To say that Boullosa possesses deep roots in Mexico is an understatement.
Not only does the vast majority of her work revolve around subjects pertaining to her home country, her entire persona — with her long, dark hair, detailed poncho and thick accent — attests to a woman with a firm embrace of her Mexican heritage.
She explained the inner-workings of her latest endeavor: a fictional novel about Mexico’s loss of Texas to the United States. She has been working on the manuscript for two years, but her job as a columnist for a Mexican newspaper continues to interrupt her progress.
Though known for her novels and editorials, Boullosa admits she would ideally only be a poet.
“I can’t write it everyday,” she said, calling the construction of poetry a miracle.
But Boullosa said she feels the need to write daily. Her break from poetry and learning how to write differently resulted in her first novel.

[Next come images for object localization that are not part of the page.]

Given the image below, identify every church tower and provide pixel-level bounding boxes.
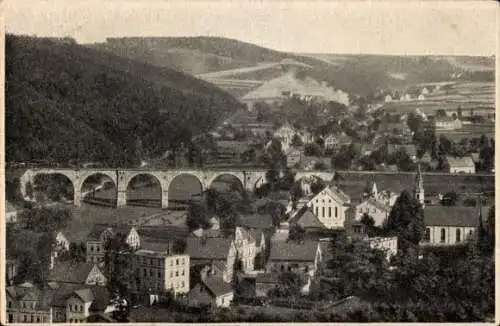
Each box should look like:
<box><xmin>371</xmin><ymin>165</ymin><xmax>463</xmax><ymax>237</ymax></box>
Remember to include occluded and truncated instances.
<box><xmin>414</xmin><ymin>164</ymin><xmax>425</xmax><ymax>208</ymax></box>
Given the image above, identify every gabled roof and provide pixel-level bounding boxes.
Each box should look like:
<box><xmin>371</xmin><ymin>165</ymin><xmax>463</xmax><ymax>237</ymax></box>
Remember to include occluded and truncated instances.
<box><xmin>137</xmin><ymin>225</ymin><xmax>190</xmax><ymax>240</ymax></box>
<box><xmin>47</xmin><ymin>261</ymin><xmax>99</xmax><ymax>284</ymax></box>
<box><xmin>269</xmin><ymin>240</ymin><xmax>319</xmax><ymax>262</ymax></box>
<box><xmin>310</xmin><ymin>185</ymin><xmax>350</xmax><ymax>205</ymax></box>
<box><xmin>73</xmin><ymin>288</ymin><xmax>94</xmax><ymax>303</ymax></box>
<box><xmin>88</xmin><ymin>286</ymin><xmax>112</xmax><ymax>312</ymax></box>
<box><xmin>87</xmin><ymin>224</ymin><xmax>115</xmax><ymax>241</ymax></box>
<box><xmin>202</xmin><ymin>276</ymin><xmax>233</xmax><ymax>296</ymax></box>
<box><xmin>139</xmin><ymin>240</ymin><xmax>174</xmax><ymax>253</ymax></box>
<box><xmin>290</xmin><ymin>207</ymin><xmax>325</xmax><ymax>230</ymax></box>
<box><xmin>424</xmin><ymin>206</ymin><xmax>489</xmax><ymax>227</ymax></box>
<box><xmin>186</xmin><ymin>237</ymin><xmax>234</xmax><ymax>261</ymax></box>
<box><xmin>358</xmin><ymin>198</ymin><xmax>391</xmax><ymax>212</ymax></box>
<box><xmin>446</xmin><ymin>156</ymin><xmax>475</xmax><ymax>168</ymax></box>
<box><xmin>236</xmin><ymin>213</ymin><xmax>274</xmax><ymax>229</ymax></box>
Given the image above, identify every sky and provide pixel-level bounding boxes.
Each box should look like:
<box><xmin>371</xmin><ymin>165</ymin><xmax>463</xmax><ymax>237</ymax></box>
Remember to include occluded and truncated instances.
<box><xmin>4</xmin><ymin>0</ymin><xmax>498</xmax><ymax>56</ymax></box>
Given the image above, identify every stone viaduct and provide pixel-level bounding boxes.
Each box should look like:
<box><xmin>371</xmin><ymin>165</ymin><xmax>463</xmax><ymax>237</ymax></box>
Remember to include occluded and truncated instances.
<box><xmin>19</xmin><ymin>168</ymin><xmax>335</xmax><ymax>209</ymax></box>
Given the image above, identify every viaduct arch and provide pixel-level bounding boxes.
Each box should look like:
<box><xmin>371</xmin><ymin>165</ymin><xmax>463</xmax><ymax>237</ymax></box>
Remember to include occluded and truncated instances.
<box><xmin>20</xmin><ymin>168</ymin><xmax>336</xmax><ymax>209</ymax></box>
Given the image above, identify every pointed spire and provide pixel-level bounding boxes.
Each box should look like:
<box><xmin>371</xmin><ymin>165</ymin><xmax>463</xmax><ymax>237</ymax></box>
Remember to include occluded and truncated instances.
<box><xmin>414</xmin><ymin>164</ymin><xmax>425</xmax><ymax>207</ymax></box>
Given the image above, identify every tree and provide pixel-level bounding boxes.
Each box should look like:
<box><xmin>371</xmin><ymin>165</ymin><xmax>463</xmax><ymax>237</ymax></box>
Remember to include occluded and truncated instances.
<box><xmin>384</xmin><ymin>191</ymin><xmax>425</xmax><ymax>255</ymax></box>
<box><xmin>310</xmin><ymin>179</ymin><xmax>326</xmax><ymax>195</ymax></box>
<box><xmin>69</xmin><ymin>242</ymin><xmax>87</xmax><ymax>262</ymax></box>
<box><xmin>105</xmin><ymin>234</ymin><xmax>134</xmax><ymax>299</ymax></box>
<box><xmin>271</xmin><ymin>271</ymin><xmax>305</xmax><ymax>298</ymax></box>
<box><xmin>186</xmin><ymin>201</ymin><xmax>210</xmax><ymax>231</ymax></box>
<box><xmin>360</xmin><ymin>213</ymin><xmax>378</xmax><ymax>237</ymax></box>
<box><xmin>325</xmin><ymin>231</ymin><xmax>390</xmax><ymax>298</ymax></box>
<box><xmin>288</xmin><ymin>224</ymin><xmax>306</xmax><ymax>243</ymax></box>
<box><xmin>436</xmin><ymin>109</ymin><xmax>447</xmax><ymax>117</ymax></box>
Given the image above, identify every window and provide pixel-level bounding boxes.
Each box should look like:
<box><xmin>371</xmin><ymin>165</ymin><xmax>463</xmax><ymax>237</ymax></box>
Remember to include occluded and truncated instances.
<box><xmin>288</xmin><ymin>266</ymin><xmax>292</xmax><ymax>272</ymax></box>
<box><xmin>24</xmin><ymin>315</ymin><xmax>27</xmax><ymax>322</ymax></box>
<box><xmin>182</xmin><ymin>281</ymin><xmax>185</xmax><ymax>287</ymax></box>
<box><xmin>149</xmin><ymin>270</ymin><xmax>153</xmax><ymax>277</ymax></box>
<box><xmin>176</xmin><ymin>259</ymin><xmax>179</xmax><ymax>265</ymax></box>
<box><xmin>144</xmin><ymin>268</ymin><xmax>147</xmax><ymax>276</ymax></box>
<box><xmin>425</xmin><ymin>228</ymin><xmax>430</xmax><ymax>241</ymax></box>
<box><xmin>280</xmin><ymin>265</ymin><xmax>284</xmax><ymax>271</ymax></box>
<box><xmin>31</xmin><ymin>315</ymin><xmax>34</xmax><ymax>323</ymax></box>
<box><xmin>158</xmin><ymin>271</ymin><xmax>161</xmax><ymax>278</ymax></box>
<box><xmin>22</xmin><ymin>302</ymin><xmax>26</xmax><ymax>309</ymax></box>
<box><xmin>315</xmin><ymin>207</ymin><xmax>318</xmax><ymax>216</ymax></box>
<box><xmin>335</xmin><ymin>207</ymin><xmax>338</xmax><ymax>218</ymax></box>
<box><xmin>328</xmin><ymin>207</ymin><xmax>331</xmax><ymax>218</ymax></box>
<box><xmin>170</xmin><ymin>260</ymin><xmax>173</xmax><ymax>266</ymax></box>
<box><xmin>456</xmin><ymin>229</ymin><xmax>461</xmax><ymax>242</ymax></box>
<box><xmin>322</xmin><ymin>207</ymin><xmax>325</xmax><ymax>217</ymax></box>
<box><xmin>37</xmin><ymin>317</ymin><xmax>40</xmax><ymax>323</ymax></box>
<box><xmin>440</xmin><ymin>228</ymin><xmax>446</xmax><ymax>243</ymax></box>
<box><xmin>90</xmin><ymin>246</ymin><xmax>94</xmax><ymax>252</ymax></box>
<box><xmin>96</xmin><ymin>246</ymin><xmax>100</xmax><ymax>253</ymax></box>
<box><xmin>182</xmin><ymin>270</ymin><xmax>185</xmax><ymax>276</ymax></box>
<box><xmin>469</xmin><ymin>230</ymin><xmax>473</xmax><ymax>238</ymax></box>
<box><xmin>8</xmin><ymin>301</ymin><xmax>11</xmax><ymax>308</ymax></box>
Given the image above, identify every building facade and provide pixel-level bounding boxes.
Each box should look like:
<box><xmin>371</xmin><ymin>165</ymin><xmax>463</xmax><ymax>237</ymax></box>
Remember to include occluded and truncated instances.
<box><xmin>307</xmin><ymin>186</ymin><xmax>352</xmax><ymax>229</ymax></box>
<box><xmin>132</xmin><ymin>249</ymin><xmax>190</xmax><ymax>295</ymax></box>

“At first, I put it away in a drawer for about a year,” she said. “I felt like a poetry prostitute.”
Boullosa found she needed the money that only novel sales can bring.
“Now that’s true prostitution.”
Since this first betrayal of writing, Boullosa has written 13 novels, some of which have been translated into several languages including German, French and English. Her work has been praised by authors like Carlos Fuentes, Alma Guillermoprieto and Elena Poniatowska.
Before the reading in Tawes Hall, Boullosa felt not quite nervous.
“Nervous isn’t the right word,” she said as she shifted in her seat and looked around the room. “The word I’m thinking of is in Spanish. If I had to use it, it would mean ‘delighted.’”
“Anxious,” she said after thinking a moment. “I’m feeling anxious.”
Boullosa described her first experience reading her work aloud.
“I was forced to read some of my poetry in front of a workshop,” she said. “The night before, I was so nervous I couldn’t sleep. At one point, I looked in the mirror and my face was covered in splotches. I thought, I’m never reading poetry again. I hate poetry.”
Though Boullosa admitted she didn’t have a plan for what she was reading, she stood at the podium without a degree of uncertainty on her face.
She read a short story titled, “The Poet’s Ghost.” It’s a story within a story, and as she weaves in and out of Spanish, she tells of opium dreams and phantom-lined streets, with Mexican backdrops and unmistakable Spanish scents.
Her story combines the surreal and the very real. It is set in Brooklyn’s Upper West Side and a mysterious ghost, who answers to Jan Rodriquez, is the focus.
A number of Boullosa’s novels are in historical settings, though she doesn’t like to think of her preparation as research.
“It’s more pleasure than research,” she said. “And pleasure gives you a sense of what life is.”